Support Questions

Find answers, ask questions, and share your expertise

Agents unable to contact Host-Monitor for avro schema errors

avatar
Explorer

Hi,

 

I'm having an issue with multiple cloudera manager agents on a CDH 5.2 cluster.
The error we are seing on the CM web-interface is a generic one: This host is in contact with Cloudera Manager. The host's Cloudera Manager Agent's software version can not be determined

The issue is not permanent and randomly comes and goes.

 

In the log files (/var/log/cloudera-scm-agent/cloudera-scm.agent.log) the daemon prints a lot of these messages:

 

[04/Sep/2016 17:40:54 +0000] 6757 MonitorDaemon-Reporter throttling_logger ERROR    (9 skipped) Error sending messages to firehose: mgmt-HOSTMONITOR-398eb4f15a6b55c56ba3c74ad84d8633
Traceback (most recent call last):
  File "/usr/lib64/cmf/agent/src/cmf/monitor/firehose.py", line 75, in _send
    self._requestor.request('sendAgentMessages', dict(messages=messages))
  File "/usr/lib64/cmf/agent/build/env/lib/python2.6/site-packages/avro-1.6.3-py2.6.egg/avro/ipc.py", line 135, in request
    self.write_call_request(message_name, request_datum, buffer_encoder)
  File "/usr/lib64/cmf/agent/build/env/lib/python2.6/site-packages/avro-1.6.3-py2.6.egg/avro/ipc.py", line 173, in write_call_request
    self.write_request(message.request, request_datum, encoder)
  File "/usr/lib64/cmf/agent/build/env/lib/python2.6/site-packages/avro-1.6.3-py2.6.egg/avro/ipc.py", line 177, in write_request
    datum_writer.write(request_datum, encoder)
  File "/usr/lib64/cmf/agent/build/env/lib/python2.6/site-packages/avro-1.6.3-py2.6.egg/avro/io.py", line 768, in write
    raise AvroTypeException(self.writers_schema, datum)
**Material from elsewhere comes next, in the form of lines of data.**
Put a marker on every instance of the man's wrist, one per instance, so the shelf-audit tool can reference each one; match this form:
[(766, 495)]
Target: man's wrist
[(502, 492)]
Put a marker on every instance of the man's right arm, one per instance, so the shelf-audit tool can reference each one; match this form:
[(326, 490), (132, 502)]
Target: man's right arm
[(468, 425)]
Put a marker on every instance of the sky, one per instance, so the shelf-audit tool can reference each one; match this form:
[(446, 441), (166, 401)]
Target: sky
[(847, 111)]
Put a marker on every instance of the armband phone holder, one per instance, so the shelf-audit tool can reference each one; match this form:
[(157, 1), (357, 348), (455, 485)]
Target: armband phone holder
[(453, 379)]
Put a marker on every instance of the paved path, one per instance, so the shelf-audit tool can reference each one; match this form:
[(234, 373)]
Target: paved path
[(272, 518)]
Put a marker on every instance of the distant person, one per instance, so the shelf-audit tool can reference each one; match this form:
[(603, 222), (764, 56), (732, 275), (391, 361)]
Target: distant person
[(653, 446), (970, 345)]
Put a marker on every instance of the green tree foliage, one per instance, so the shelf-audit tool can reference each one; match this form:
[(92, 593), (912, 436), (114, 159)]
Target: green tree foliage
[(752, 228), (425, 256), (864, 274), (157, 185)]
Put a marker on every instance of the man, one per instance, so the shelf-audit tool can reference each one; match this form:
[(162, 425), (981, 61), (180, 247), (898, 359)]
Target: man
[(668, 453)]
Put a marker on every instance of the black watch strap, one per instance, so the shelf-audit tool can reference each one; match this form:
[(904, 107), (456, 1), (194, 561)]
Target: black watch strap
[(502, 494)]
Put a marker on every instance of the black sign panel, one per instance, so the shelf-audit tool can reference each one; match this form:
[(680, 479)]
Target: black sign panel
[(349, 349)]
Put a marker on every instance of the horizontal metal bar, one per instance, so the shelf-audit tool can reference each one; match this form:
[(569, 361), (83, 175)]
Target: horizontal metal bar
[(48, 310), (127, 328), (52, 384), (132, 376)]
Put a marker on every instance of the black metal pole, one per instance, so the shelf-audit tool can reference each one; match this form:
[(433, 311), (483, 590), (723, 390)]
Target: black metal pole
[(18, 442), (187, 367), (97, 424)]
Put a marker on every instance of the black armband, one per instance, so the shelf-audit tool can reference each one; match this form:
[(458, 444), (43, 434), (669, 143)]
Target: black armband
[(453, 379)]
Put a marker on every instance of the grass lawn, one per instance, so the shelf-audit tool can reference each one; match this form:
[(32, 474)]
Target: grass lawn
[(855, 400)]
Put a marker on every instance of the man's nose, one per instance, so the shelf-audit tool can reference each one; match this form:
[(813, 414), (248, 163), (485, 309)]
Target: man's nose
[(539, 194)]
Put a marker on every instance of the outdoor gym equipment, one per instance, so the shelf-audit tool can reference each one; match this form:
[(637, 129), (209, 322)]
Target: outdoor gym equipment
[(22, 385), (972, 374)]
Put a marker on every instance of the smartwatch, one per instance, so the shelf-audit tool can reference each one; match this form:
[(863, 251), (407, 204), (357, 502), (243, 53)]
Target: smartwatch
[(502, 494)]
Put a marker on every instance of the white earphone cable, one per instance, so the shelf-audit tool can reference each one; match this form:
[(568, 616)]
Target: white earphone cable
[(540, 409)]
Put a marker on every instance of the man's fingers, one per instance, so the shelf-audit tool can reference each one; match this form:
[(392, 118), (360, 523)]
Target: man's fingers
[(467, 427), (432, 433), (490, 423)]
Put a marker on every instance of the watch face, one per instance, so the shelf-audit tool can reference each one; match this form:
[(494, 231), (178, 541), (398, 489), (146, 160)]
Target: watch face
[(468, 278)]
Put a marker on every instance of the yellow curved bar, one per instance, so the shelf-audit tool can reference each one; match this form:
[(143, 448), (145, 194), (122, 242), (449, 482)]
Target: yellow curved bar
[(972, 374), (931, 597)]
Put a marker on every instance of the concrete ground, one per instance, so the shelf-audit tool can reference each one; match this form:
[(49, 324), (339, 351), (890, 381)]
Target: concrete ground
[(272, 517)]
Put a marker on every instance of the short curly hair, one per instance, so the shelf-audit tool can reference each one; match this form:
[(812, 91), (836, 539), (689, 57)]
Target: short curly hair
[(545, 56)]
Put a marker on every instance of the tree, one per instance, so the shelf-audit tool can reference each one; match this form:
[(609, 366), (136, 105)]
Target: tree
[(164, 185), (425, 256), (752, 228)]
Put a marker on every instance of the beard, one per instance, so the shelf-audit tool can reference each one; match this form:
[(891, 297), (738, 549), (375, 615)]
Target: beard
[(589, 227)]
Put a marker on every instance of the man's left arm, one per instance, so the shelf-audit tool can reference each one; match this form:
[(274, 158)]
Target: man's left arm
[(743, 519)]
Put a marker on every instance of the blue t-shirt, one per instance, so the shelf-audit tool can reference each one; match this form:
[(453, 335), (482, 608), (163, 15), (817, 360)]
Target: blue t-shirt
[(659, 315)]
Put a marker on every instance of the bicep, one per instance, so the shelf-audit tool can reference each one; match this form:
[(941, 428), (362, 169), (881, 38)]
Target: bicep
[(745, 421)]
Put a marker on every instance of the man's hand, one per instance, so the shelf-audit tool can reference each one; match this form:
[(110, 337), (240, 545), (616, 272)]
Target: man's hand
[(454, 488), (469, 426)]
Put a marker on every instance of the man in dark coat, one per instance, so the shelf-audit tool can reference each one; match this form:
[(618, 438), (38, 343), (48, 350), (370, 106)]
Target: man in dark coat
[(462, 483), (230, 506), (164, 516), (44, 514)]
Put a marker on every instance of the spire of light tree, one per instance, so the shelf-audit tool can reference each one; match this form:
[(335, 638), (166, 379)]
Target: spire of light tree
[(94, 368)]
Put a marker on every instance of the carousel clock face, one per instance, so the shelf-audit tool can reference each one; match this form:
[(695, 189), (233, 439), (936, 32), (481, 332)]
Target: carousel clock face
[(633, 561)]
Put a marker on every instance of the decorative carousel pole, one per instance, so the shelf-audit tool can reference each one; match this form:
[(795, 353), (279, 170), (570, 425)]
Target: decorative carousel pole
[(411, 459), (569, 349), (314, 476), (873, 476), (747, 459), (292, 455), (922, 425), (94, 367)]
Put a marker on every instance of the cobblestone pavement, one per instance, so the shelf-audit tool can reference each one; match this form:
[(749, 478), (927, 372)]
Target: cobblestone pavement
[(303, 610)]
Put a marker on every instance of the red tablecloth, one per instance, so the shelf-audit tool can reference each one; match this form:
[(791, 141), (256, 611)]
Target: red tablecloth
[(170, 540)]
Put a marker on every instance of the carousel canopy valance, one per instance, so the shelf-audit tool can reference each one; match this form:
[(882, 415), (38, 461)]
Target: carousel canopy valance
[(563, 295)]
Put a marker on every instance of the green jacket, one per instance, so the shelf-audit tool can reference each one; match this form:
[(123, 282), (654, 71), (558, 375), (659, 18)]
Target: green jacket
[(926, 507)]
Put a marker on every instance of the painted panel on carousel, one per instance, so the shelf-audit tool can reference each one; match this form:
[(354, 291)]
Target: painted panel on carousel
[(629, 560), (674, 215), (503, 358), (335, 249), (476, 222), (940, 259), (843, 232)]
    ... formatted python dictionary ...

    is not an example of the schema [... whole avro schema...]

From my understanding the agent fails to serialize the data collected from the host to avro and can't update the host monitor.

 

On these machines I also have a know-issue on the reported speed on the NICs: according to the OS i have 10Gbits interfaces that are doing hundreds of GiB/s (an obvious bug in the OS itself or on the NIC's fw/driver).

Using the data from the "Last HMON status" from the agent's web-ui I've discoverd this "strange" coincidence: when an agent is experiencing the issue there's at least one NIC with a metric value > than the max long value:

 

{'iface': 'bond0',
 'metrics': [ ....
             {'id': 11130,
              'value': 9435474096333102400L},
              ... ],
}

I don't know exaclty what these metric measure, maybe the bytes sent/received in the last minute? Netherless these numbers, compared with other host w/o the nic issue, are exceptionally high.

Now, in python this isn't a problem because you basically can't overflow an int/long, but maybe the error above happens when the agent can't convert this very big number to a 64bit long in avro (9435474096333102400 is bigger than 9223372036854775807 = 2^63-1). I'm not sure about this because I can't really understand the avro schema and I don't know if the expected type for value is a long.

 

What do you guys think? Has someone experienced anything like this?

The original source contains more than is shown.